Use PR to top your efforts – but make sure you have good content to promote in the first place

PR is good for overall awareness, but what niche accounts really need to focus on is growing their own invested and loyal following. I think of PR as the cherry on top of the cake. It isn’t going to help you grow unless have something solid to begin with. You don’t want people to just view your profile… you want them to have a scroll, think you’re awesome, give you a follow and thereafter continuously engage with you.

Unsah’s thoughts on shadowbans

I haven’t personally suffered from shadowban, not myself or any brand/influencer I’ve worked for or consulted. But, if you think you are, your best bet is to first check you’re not using any banned hashtags (use Google to see the most updated list) and to also give your Instagram a breather. Stop posting content for a while and then go back to introducing valuable content. The shadowban is a tricky area because while some do qualify for it, I do think others are accidentally thrown into the mix. Although, I should add, most people aren’t shadowbanned and are actually just working with slow – or an abrupt halt – progress. 

What if you’re deleted / banned?

Keep reporting and complaining when you’re kicked out for no reason! This is a struggling area, unfortunately, and I don’t think there is yet a solid answer for it. Other than that, continue working on targeting those who’d be specifically industry within your niche and creating conversations with those people. Don’t worry about what others who aren’t right for your brand are doing — providing your strategy is right and tight, the people who are good for you will land at you too. 

Debunking Social Media Myths

Debunking myth #1: Is Instagram headed towards high spend content to grow a page, like Facebook?

I don’t think it will be quite the same. Yes, Instagram will continue to be commercialism and will, of course, encourage spending by businesses but I don’t think it feels as impossible to grow organically on Instagram like it does on Facebook. This is because Facebook’s algorithm is built on the whole ‘friend’ and ‘personal’ aspect, so the brand posts and News Feed section takes a back burner. Instagram feeds you content on the same timeline, not a separate one. So unless they end up creating two different tabs/sections for people to view, it won’t be as difficult as Facebook.

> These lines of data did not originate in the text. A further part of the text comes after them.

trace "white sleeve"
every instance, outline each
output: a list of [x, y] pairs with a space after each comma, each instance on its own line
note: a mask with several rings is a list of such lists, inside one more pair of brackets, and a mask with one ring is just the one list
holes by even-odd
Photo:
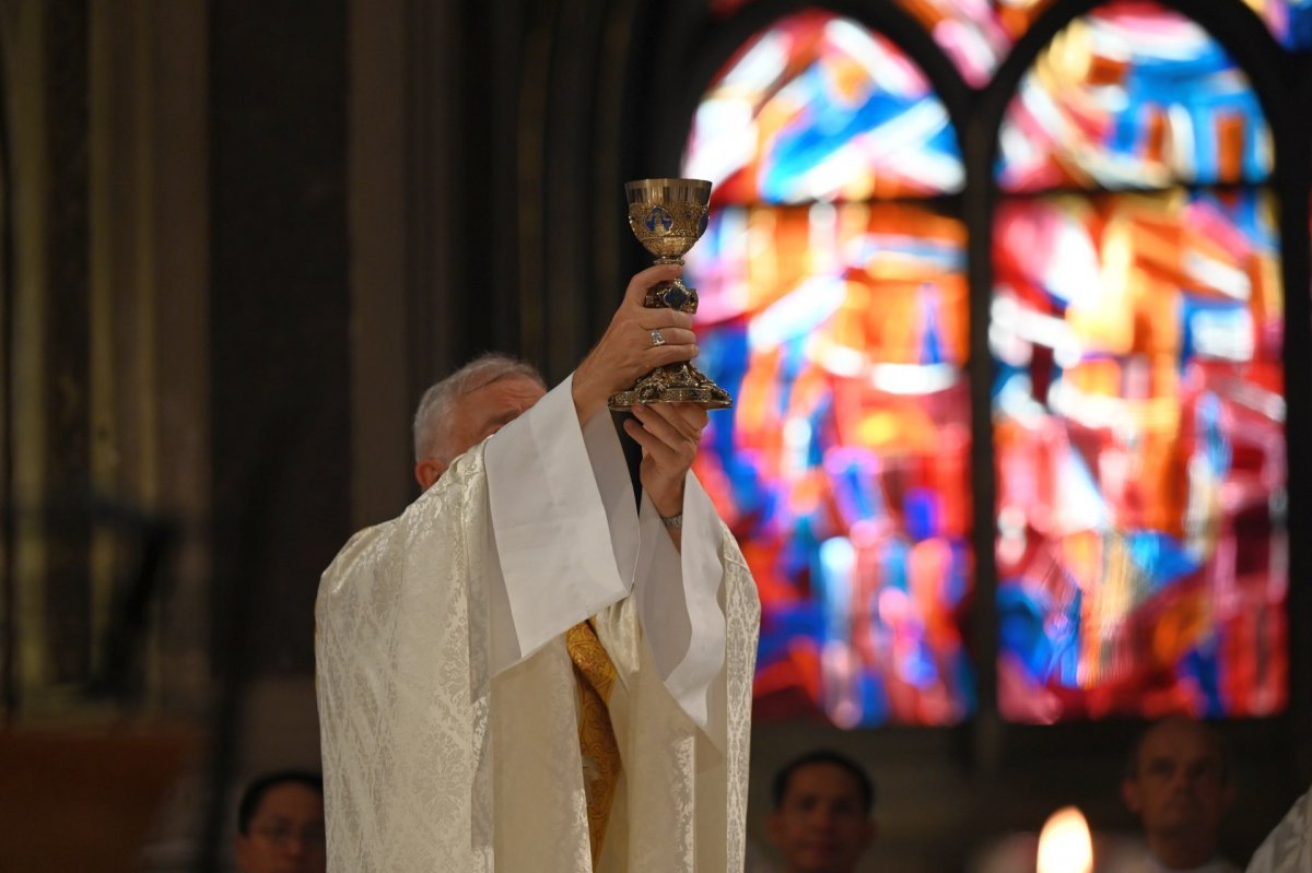
[[492, 670], [635, 592], [661, 680], [705, 728], [724, 663], [719, 516], [689, 475], [674, 549], [651, 501], [644, 495], [640, 514], [634, 506], [610, 413], [580, 429], [571, 385], [565, 379], [485, 447], [497, 558], [488, 566], [495, 577], [499, 564], [501, 577], [488, 579]]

Debunking myth #2: The algorithm changed so that text-heavy posts are now more popular

I don’t think anything has changed. It really just depends on what resonates with your audience. People come to me for advice, so they expect text [Unsah’s Insta is very text-heavy]. They follow me because they see the text. If I started with heavy video content, I’d attract people who followed me for that and the text wouldn’t have worked so well if I suddenly introduced it. When people become familiar with what you’re about and how valuable you are, the prettiness of the post – or aesthetic – doesn’t matter.

Debunking myth #3: You always have to worry about the Instagram algorithm

I think there’s always a chance for a new Instagram algorithm, but I don’t think this is something people need to worry about as much as they do. It’s part of the challenge of the job. There will always be algorithm changes and some will be more frustrating than others… you just need to work with it. 

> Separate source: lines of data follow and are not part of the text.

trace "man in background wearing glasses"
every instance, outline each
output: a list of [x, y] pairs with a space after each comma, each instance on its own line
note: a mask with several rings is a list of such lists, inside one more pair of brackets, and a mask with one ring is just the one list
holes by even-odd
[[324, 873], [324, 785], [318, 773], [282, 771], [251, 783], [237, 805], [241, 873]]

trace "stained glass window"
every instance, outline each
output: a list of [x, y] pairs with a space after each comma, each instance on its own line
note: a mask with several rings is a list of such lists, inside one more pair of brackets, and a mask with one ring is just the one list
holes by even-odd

And finally, Unsah’s thoughts on lockdown social media fatigue

I think there’s huge fatigue because we’re bombarded with more content than ever, and we’re also spending more time than ever on social media. Brands and influencers need to take a step back and give their followers/customers some breathing space. Focus on the quality as opposed to quantity. People’s automatic assumption is to posting 10x more than normal because people are scrolling 10x more, but, actually, it’s quite off-putting when you’re a general user and you’re being fed so much. You want to be the breath of fresh air on social media, not part of the noise people are being clouded with.